Yvon Taillandier Accueil
Oeuvres Biographie Ecrits Actualités Revue de presse Contact
Revue de presse
Revue de presse

>  JAK RIVAIS
Taillandier par Taillandier

Cher Yvon Taillandier,

Ton livre est une somme magnifique. Non seulement il est beau, mais il est bien p^lein et bien riche, et l'on a b eau savoir beaucoup de choses, on en apprend encore plus.
J'aime ta manière de racnonter la vie et le passé comme tu peins, au plus près possible du présent; Tu attires ton lecteur dans un labyrinthe de souvenirs, d'anecdotes, de réflexions comme des pépites; aux carrefours les pensées perdues et les illusions croisent en voletant les idées à venir. On se laisse aller, on se promène sur la "yellow drick road", peuplée de bulles de rêves et de personnonges du T-land en gestation. Etranges ruelles d'échanges pour de bien étranges chalands : des enseignes semblent indiquer la voie mais elles sont comme des girouettes facétieuses qui tournent au son de la narration.
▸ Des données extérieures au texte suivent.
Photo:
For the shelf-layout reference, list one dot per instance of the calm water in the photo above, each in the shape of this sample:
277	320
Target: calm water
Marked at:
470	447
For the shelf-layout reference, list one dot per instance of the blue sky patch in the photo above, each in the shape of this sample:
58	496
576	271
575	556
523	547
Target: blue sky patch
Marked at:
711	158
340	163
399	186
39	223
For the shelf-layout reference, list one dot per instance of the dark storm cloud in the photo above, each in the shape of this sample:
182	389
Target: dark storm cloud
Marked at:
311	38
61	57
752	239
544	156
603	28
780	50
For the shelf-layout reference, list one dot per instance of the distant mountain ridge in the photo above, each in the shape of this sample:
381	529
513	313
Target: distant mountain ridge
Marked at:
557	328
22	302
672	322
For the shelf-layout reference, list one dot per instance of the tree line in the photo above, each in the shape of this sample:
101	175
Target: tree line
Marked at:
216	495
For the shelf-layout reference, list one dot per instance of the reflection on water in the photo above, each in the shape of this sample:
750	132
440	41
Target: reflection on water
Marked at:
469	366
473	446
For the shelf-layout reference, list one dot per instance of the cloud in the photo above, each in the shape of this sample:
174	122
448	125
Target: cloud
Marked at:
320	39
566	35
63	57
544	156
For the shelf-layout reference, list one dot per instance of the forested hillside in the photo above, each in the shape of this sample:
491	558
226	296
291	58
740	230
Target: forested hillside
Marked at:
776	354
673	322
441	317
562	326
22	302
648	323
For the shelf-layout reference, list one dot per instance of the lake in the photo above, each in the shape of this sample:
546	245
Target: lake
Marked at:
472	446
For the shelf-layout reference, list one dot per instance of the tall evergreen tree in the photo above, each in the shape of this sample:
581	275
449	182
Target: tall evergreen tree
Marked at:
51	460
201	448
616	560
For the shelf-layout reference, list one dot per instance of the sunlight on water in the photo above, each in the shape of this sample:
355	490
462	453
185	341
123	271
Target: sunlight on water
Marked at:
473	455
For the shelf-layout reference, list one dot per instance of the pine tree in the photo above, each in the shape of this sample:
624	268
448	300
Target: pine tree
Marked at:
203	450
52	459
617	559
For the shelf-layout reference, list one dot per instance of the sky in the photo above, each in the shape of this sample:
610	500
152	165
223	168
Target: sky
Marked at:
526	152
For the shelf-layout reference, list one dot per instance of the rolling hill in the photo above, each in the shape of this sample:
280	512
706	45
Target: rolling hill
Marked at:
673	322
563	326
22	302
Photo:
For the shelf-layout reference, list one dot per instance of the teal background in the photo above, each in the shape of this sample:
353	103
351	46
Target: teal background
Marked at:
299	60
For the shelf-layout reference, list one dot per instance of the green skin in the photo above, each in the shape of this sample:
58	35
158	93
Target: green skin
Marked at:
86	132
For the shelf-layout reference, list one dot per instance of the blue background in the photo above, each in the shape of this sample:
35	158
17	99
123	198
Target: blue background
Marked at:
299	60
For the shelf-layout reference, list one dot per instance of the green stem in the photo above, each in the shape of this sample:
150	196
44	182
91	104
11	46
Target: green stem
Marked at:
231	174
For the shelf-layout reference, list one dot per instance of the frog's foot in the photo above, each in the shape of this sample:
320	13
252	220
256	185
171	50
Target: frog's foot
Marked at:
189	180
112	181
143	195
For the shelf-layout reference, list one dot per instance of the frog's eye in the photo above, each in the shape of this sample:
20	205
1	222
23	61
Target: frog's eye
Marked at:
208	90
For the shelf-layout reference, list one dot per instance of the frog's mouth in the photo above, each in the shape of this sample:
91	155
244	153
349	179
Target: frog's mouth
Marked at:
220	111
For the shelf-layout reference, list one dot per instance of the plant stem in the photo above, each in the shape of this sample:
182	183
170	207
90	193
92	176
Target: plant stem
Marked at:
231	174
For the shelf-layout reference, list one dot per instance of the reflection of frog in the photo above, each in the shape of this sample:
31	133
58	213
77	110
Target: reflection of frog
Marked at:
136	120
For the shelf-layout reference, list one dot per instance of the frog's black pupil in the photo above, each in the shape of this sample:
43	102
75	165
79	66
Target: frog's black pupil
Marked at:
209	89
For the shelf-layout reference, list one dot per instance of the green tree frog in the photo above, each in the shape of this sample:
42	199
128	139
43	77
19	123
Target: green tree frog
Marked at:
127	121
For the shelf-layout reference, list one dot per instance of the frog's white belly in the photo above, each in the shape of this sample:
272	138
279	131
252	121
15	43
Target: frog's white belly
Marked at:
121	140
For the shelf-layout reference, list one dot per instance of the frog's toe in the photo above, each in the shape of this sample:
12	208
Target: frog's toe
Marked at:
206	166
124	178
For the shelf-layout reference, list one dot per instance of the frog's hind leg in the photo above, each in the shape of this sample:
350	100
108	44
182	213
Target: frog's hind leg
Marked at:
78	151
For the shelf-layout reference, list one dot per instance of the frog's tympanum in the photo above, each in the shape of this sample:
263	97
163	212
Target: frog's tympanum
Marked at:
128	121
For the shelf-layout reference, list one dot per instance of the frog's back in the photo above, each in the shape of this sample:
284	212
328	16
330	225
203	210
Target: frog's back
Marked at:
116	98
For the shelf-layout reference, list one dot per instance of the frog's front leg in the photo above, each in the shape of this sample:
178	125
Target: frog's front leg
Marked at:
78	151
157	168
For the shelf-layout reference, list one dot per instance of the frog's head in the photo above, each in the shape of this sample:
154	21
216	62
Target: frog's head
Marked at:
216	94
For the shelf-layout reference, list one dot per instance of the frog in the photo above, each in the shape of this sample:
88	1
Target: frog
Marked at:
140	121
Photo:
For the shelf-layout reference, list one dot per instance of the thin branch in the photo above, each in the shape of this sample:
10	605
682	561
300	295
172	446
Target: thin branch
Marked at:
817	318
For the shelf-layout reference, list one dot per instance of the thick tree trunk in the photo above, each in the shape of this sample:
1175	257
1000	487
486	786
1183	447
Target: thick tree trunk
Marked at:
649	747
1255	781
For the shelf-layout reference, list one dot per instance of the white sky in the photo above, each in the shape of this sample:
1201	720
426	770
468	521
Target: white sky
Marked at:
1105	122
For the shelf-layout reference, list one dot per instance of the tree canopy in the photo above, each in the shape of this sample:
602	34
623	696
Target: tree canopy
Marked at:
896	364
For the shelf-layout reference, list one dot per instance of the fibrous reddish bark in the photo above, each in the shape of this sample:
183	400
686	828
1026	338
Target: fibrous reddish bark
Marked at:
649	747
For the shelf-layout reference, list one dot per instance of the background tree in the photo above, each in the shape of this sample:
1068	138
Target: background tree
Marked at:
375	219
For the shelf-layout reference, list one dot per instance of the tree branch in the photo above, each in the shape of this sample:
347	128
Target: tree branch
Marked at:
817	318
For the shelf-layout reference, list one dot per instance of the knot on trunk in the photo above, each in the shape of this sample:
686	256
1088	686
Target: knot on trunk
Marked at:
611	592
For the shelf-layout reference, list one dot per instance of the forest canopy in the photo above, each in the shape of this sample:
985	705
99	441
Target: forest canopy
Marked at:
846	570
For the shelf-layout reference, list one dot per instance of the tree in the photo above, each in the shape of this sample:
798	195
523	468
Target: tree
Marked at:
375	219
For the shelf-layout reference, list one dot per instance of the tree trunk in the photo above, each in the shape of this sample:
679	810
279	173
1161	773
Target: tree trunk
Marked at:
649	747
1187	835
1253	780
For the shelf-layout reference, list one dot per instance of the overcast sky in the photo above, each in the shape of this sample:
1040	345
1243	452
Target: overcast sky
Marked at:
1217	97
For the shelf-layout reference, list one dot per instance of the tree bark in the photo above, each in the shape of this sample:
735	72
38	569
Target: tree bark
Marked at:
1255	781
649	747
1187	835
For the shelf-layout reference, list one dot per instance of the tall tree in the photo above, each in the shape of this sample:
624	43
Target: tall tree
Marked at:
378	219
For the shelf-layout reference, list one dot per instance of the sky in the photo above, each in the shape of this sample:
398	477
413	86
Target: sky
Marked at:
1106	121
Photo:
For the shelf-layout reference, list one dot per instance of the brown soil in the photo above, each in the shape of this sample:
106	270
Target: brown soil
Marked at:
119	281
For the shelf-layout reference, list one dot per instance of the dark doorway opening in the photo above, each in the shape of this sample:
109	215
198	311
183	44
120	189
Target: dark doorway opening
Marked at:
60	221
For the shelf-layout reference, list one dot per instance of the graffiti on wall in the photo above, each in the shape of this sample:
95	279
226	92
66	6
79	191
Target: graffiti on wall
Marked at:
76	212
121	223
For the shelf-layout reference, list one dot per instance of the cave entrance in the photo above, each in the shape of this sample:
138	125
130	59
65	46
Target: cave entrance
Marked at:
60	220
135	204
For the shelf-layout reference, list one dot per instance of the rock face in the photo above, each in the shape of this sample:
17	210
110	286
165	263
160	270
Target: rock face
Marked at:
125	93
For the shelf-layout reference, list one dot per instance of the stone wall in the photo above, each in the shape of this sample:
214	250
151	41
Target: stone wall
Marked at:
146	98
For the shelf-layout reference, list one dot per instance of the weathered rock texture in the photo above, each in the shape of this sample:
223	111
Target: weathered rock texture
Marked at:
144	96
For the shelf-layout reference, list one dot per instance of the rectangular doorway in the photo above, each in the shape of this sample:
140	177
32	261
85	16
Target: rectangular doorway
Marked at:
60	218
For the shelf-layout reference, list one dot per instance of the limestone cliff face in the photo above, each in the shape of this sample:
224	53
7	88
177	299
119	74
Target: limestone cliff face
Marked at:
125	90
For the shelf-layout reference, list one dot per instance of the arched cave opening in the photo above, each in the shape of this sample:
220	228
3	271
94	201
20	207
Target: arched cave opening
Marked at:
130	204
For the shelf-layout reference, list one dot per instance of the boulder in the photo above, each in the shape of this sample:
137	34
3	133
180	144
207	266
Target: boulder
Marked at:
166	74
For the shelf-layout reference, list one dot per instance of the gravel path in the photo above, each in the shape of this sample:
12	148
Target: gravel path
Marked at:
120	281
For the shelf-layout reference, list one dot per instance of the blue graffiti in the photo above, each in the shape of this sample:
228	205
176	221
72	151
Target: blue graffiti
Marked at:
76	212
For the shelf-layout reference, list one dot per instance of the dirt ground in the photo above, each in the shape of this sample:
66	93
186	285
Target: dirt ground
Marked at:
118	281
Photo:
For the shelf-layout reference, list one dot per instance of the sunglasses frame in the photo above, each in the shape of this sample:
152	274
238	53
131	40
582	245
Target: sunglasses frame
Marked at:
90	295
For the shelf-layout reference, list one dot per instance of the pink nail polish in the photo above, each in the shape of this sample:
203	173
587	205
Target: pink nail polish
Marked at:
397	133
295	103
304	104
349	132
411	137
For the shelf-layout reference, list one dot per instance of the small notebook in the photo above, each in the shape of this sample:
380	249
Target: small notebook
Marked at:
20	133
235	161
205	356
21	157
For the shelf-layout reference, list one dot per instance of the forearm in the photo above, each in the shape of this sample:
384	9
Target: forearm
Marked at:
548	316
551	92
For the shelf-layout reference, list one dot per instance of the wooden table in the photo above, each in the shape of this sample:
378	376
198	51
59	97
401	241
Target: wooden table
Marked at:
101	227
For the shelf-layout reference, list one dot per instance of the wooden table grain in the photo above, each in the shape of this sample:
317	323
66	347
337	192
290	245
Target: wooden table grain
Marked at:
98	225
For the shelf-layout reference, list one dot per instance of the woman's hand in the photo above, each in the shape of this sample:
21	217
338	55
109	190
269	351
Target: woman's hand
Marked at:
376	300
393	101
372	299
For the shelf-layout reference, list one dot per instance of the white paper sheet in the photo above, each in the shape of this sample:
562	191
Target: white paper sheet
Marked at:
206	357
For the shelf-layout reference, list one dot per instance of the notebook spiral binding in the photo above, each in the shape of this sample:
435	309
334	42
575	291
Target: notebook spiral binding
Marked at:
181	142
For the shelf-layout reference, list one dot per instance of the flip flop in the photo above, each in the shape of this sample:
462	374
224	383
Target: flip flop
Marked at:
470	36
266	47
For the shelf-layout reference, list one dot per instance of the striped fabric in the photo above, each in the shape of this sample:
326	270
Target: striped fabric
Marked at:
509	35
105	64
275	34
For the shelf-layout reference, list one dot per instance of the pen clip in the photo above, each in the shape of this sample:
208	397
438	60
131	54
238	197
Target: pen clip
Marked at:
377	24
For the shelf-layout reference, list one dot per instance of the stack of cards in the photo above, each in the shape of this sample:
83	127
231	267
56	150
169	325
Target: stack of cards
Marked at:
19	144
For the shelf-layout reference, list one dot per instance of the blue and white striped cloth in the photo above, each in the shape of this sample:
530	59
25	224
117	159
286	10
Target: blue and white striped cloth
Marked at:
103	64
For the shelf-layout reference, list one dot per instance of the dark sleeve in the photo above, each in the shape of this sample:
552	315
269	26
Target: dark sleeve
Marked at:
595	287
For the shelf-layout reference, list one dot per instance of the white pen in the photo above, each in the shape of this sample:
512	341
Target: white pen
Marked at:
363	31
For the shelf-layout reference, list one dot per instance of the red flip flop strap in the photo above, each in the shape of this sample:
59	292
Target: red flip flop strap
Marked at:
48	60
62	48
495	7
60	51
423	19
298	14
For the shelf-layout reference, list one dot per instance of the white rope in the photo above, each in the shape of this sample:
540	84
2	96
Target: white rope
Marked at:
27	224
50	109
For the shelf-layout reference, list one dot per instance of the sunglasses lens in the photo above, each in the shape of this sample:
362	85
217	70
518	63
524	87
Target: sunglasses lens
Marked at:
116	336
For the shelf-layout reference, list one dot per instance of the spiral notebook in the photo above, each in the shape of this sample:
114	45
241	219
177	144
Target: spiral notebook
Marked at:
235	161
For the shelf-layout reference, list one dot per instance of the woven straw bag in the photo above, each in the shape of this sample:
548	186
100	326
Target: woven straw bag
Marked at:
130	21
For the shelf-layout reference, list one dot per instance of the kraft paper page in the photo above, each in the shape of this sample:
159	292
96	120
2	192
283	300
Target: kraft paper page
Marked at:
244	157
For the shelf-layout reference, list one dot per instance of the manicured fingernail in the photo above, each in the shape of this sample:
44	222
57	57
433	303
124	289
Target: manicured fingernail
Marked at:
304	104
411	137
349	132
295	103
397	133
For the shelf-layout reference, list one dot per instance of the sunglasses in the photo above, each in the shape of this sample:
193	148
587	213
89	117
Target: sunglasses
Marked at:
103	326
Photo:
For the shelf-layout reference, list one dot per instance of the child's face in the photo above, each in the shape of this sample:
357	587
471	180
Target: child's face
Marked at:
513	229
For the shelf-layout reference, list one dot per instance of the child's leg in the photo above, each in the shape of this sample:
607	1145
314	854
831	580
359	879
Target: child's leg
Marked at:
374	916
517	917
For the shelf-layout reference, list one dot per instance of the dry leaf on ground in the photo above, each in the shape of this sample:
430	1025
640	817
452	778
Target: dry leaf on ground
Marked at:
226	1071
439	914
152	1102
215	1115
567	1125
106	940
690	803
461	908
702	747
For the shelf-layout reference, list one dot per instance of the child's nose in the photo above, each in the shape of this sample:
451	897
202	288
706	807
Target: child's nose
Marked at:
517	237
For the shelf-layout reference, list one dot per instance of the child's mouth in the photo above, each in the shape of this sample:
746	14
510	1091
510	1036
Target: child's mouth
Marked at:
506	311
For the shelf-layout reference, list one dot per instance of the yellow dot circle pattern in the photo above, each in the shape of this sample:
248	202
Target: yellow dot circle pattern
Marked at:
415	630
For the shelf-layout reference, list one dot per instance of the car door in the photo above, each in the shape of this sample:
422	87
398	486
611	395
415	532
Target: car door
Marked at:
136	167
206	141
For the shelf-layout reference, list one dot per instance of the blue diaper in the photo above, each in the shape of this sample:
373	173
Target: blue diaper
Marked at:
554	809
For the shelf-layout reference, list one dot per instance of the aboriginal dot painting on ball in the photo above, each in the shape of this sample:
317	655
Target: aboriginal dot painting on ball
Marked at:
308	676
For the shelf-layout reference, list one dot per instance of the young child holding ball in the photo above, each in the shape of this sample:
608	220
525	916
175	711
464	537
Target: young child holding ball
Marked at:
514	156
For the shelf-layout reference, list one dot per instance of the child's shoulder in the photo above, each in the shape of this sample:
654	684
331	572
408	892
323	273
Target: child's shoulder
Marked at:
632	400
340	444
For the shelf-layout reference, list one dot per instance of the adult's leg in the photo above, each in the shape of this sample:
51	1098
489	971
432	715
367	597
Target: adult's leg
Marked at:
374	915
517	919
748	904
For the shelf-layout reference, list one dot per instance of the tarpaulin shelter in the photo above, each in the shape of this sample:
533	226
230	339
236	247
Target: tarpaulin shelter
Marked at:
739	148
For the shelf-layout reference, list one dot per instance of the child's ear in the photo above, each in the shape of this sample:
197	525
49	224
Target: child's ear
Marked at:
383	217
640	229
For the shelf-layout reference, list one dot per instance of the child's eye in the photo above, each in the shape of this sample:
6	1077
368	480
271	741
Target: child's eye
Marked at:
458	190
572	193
Ton livre suit pourtant la rhétorique des "faiseurs d'images", et les personnages qui y palpitent au fil des mots, même s'ils disparaissent ou se multiplient, laissent toujours flotter derrière leur fantôme le sourire du chat du Cheschire...
Il y a une pensée critique dans le dos de ces cortèges, une volonté de cibler une vie d'une grande diversité - et d'un grand éclectisme entre les sources d'art comme si au fond, tu avais toujours hésité à choisir où t'abreuver, tout restant possible à qui garde un regard d'enfant et le droit de jouer à sembler réeL.
Comme si, limitant le nombre de couleurs et le nombre de combinaisons de formes entre les signes mathématiques des 4 opérations, tu te permettais de créer un langage, au nombre de mots limités suffisants à faire le "grand écart" dont parlait J. Cocteau.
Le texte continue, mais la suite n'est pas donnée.